Mason And Dixon's Line, Of Which We
Hear So Often, And Which Was First Established As The Division
Between Slave Soil And Free Soil, Runs Between Pennsylvania And
Maryland.
The little State of Delaware, which lies between
Maryland and the Atlantic, is also tainted with slavery, but the
stain is not heavy nor indelible.
In a population of a hundred and
twelve thousand, there are not two thousand slaves, and of these
the owners generally would willingly rid themselves if they could.
It is, however, a point of honor with these owners, as it is also
in Maryland, not to sell their slaves; and a man who cannot sell
his slaves must keep them. Were he to enfranchise them and send
them about their business, they would come back upon his hands.
Were he to enfranchise them and pay them wages for work, they would
get the wages, but he would not get the work. They would get the
wages; but at the end of three months they would still fall back
upon his hands in debt and distress, looking to him for aid and
comfort as a child looks for it. It is not easy to get rid of a
slave in a slave State. That question of enfranchising slaves is
not one to be very readily solved.
In Pennsylvania the right of voting is confined to free white men.
In New York the colored free men have the right to vote, providing
they have a certain small property qualification, and have been
citizens for three years in the State, whereas a white man need
have been a citizen but for ten days, and need have no property
qualification - from which it is seen that the position of the negro
becomes worse, or less like that of a white man, as the border of
slave land is more nearly reached. But, in the teeth of this
embargo on colored men, the constitution of Pennsylvania asserts
broadly that all men are born equally free and independent. One
cannot conceive how two clauses can have found their way into the
same document so absolutely contradictory to each other. The first
clause says that white men shall vote, and that black men shall
not - which means that all political action shall be confined to
white men. The second clause says that all men are born equally
free and independent.
In Philadelphia I for the first time came across live
secessionists - secessionists who pronounced themselves to be such.

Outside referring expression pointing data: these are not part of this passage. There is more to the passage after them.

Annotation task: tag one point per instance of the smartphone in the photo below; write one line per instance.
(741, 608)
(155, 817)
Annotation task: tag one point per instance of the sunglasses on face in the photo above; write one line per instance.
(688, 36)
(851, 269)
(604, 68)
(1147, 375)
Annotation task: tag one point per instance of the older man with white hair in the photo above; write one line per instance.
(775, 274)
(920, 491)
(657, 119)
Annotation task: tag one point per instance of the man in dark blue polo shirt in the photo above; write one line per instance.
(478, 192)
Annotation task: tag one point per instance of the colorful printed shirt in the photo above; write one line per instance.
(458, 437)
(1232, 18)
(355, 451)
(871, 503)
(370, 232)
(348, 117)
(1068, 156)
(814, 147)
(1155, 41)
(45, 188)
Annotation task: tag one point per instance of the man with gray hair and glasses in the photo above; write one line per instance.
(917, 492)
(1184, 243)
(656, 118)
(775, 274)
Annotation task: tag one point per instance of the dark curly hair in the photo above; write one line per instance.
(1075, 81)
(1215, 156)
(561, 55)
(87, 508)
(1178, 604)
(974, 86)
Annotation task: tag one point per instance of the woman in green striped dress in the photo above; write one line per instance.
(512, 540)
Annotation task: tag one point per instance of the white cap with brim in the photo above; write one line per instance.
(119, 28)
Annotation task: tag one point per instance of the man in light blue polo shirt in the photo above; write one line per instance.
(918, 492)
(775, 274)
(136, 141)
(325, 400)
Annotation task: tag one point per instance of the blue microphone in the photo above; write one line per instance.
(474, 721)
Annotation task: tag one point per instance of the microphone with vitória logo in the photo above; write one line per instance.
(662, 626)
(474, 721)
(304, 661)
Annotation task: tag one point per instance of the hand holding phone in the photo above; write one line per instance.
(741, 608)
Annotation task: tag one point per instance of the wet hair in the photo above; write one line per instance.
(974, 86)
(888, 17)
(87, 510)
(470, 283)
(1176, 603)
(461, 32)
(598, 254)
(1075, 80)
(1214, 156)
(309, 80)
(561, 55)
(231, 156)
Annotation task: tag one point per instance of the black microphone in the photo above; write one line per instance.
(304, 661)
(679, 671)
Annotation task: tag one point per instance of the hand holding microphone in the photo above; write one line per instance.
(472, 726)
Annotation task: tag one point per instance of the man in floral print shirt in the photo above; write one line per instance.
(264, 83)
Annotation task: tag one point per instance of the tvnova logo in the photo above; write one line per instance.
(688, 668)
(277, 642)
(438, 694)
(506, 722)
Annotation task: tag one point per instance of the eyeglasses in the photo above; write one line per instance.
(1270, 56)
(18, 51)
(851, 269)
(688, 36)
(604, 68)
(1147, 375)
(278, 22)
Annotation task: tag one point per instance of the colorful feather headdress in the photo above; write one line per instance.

I will not say that I had met in other cities men who falsely
declared themselves true to the Union; but I had fancied, in regard
to some, that their words were a little stronger than their
feelings. When a man's bread - and, much more, when the bread of
his wife and children - depends on his professing a certain line of
political conviction, it is very hard for him to deny his assent to
the truth of the argument. One feels that a man, under such
circumstances, is bound to be convinced, unless he be in a position
which may make a stanch adherence to opposite politics a matter of
grave public importance. In the North I had fancied that I could
sometimes read a secessionist tendency under a cloud of Unionist
protestations. But in Philadelphia men did not seem to think it
necessary to have recourse to such a cloud. I generally found, in
mixed society, that even there the discussion of secession was not
permitted; but in society that was not mixed I heard very strong
opinions expressed on each side. With the Unionists nothing was so
strong as the necessity of keeping of Slidell and Mason; when I
suggested that the English government would probably require their
surrender, I was talked down and ridiculed. "Never that - come what
may." Then, within half an hour, I would be told by a secessionist
that England must demand reparation if she meant to retain any
place among the great nations of the world; but he also would
declare that the men would not be surrendered. "She must make the
demand," the secessionists would say, "and then there will be war;
and after that we shall see whose ports will be blockaded!" The
Southerner has ever looked to England for some breach of the
blockade quite as strongly as the North has looked to England for
sympathy and aid in keeping it.
The railway from Philadelphia to Baltimore passes along the top of
Chesapeake Bay and across the Susquehanna River; at least the
railway cars do so. On one side of that river they are run on to a
huge ferry-boat, and are again run off at the other side. Such an
operation would seem to be one of difficulty to us under any
circumstances; but as the Susquehanna is a tidal river, rising and
falling a considerable number of feet, the natural impediment in
the way of such an enterprise would, I think, have staggered us.
We should have built a bridge costing two or three millions
sterling, on which no conceivable amount of traffic would pay a
fair dividend. Here, in crossing the Susquehanna, the boat is so
constructed that its deck shall be level with the line of the
railway at half tide, so that the inclined plane from the shore
down to the boat, or from the shore up to the boat, shall never
exceed half the amount of the rise or fall. One would suppose that
the most intricate machinery would have been necessary for such an
arrangement; but it was all rough and simple, and apparently
managed by two negroes. We would employ a small corps of engineers
to conduct such an operation, and men and women would be detained
in their carriages under all manner of threats as to the peril of
life and limb; but here everybody was expected to look out for
himself. The cars were dragged up the inclined plane by a hawser
attached to an engine, which hawser, had the stress broken it, as I
could not but fancy probable, would have flown back and cut to
pieces a lot of us who were standing in front of the car.